The last preprocessing step
Splits sentences based on predefined punctuation characters ".", "!", ";" and "?"
All of these preprocessing steps are defined in the configuration file. In addition the configuration file
Defines substitutions for <gender>, <person> and <person2>
The preprocessor normalizes the inputs to the bot by running through a series of substitutions, then splits the input into sentences and feeds these one at a time to the bot.

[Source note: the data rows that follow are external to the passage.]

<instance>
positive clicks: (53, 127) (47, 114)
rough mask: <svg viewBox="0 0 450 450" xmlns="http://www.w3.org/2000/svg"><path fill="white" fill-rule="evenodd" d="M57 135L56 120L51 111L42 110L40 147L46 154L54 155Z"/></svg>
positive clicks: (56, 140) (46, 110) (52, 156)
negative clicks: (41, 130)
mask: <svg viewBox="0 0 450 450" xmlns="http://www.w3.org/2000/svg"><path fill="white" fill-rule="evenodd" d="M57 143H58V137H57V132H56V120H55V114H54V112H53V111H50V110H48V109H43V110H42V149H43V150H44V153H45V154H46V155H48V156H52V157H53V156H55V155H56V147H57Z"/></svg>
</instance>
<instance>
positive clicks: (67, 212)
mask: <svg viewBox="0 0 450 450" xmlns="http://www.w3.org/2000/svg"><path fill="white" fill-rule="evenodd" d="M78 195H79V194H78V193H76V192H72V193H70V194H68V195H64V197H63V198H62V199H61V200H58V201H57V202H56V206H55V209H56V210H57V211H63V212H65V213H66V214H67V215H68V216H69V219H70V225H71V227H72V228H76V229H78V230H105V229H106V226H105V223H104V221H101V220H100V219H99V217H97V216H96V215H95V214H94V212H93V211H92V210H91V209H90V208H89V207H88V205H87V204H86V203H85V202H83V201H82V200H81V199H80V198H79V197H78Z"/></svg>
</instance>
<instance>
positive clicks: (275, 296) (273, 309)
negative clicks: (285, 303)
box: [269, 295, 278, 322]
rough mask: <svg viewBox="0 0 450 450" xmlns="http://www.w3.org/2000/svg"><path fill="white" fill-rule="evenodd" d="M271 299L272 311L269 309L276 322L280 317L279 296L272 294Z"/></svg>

When AIML fails it switches to LSA. Latent semantic analysis (LSA) is a technique in natural language processing, in particular distributional semantics, of analyzing relationships between a set of documents and the terms they contain by producing a set of concepts related to the documents and terms. LSA assumes that words that are close in meaning will occur in similar pieces of text (the distributional hypothesis). A matrix containing word counts per paragraph (rows represent unique words and columns represent each paragraph) is constructed from a large piece of text and a mathematical technique called singular value decomposition (SVD) is used to reduce the number of rows while preserving the similarity structure among columns. Paragraphs are then compared by taking the cosine of the angle between the two vectors (or the dot product between the normalizations of the two vectors) formed by any two columns. Values close to 1 represent very similar paragraphs while values close to 0 represent very dissimilar paragraphs.